I woke up in the middle of the night to the most terrible sound imaginable. It was almost like ice being cracked, but magnified. It made you want to grit your teeth and squeeze your hands together like you had wet sand in your mouth that crunches every time you close your mouth.
It was coming from my parent’s bedroom. I tiptoed out of my bed, wincing every time I heard it, which was often since it was continuous. I stopped in the doorway and gradually poked my head in through the door.
Death was standing over the bed of my mother and father. But there was something that was wrong… something different. I stayed completely still, suddenly frightened. The cracking noise continued until it reached a high point. I covered my ears in pain, but my parents both kept sleeping soundlessly, oblivious to the terrible grating resonance.
I took a step inside the bedroom.
“Death…?” I inquired in a loud whisper. I couldn’t see his face, which was hidden in the dark cloth of his hood. He didn’t appear to hear me. He just looked down upon the sleeping form of my mother, rocking back and forth slightly
Then he lifted his hands and threw back his hood.

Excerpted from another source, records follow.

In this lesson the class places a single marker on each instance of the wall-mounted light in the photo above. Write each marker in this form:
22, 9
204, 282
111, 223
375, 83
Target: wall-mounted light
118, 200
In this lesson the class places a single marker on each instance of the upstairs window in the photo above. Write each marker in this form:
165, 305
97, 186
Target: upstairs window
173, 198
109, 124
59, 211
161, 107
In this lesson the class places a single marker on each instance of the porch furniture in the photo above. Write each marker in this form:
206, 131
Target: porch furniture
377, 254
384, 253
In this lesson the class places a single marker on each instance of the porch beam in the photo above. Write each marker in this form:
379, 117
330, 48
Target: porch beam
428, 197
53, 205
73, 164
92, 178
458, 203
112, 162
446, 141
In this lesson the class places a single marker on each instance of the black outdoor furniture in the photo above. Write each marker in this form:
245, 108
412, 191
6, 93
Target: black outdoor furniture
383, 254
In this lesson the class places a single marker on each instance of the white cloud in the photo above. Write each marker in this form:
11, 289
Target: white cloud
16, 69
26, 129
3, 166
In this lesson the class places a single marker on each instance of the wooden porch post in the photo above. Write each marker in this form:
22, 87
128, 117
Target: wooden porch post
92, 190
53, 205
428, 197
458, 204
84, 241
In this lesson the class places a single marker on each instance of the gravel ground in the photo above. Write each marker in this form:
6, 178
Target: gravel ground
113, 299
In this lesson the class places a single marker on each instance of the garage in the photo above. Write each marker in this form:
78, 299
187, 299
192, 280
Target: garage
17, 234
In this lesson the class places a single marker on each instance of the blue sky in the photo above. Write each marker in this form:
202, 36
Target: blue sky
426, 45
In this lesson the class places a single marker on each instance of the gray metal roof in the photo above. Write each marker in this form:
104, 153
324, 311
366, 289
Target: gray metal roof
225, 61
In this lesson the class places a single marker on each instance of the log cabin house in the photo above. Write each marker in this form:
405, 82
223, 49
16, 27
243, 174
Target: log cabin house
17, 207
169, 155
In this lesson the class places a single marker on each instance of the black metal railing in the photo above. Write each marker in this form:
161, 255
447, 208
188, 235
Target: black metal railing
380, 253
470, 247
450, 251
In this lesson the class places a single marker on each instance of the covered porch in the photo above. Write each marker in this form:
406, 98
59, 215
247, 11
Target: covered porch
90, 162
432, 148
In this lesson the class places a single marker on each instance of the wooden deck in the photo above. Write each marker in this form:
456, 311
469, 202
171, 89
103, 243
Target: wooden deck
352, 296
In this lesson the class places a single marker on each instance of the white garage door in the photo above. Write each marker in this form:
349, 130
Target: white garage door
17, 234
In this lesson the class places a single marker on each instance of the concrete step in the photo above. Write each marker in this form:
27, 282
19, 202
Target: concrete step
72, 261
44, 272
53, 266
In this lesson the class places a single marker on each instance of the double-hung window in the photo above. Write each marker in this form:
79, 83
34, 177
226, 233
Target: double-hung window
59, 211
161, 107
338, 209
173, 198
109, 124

From the moonlight streaming in through the window, I saw his face… or what had become of his face. I choked back a scream and my legs went weak as I stared, wanting to tear my eyes away but wanting to see at the same time.
His eyes, normally blue, had turned a sinister shade of blood red. Black veins were creeping, literally slithering, into his face like a mass of giant dark worms were crawling underneath his skin. Every time they moved there was a crack as another black line snaked its way into his grim countenance.
My stomach had started to flutter, and at this point I was backing out of the room.
That’s when Death leisurely leaned down, and, with crumpled lips, kissed my mother’s forehead.
I ran into my bedroom, slammed the door shut behind me, locked the door, and jumped into bed, still looking fearfully at the entryway to my room, now terrified of one who I had always considered my friend.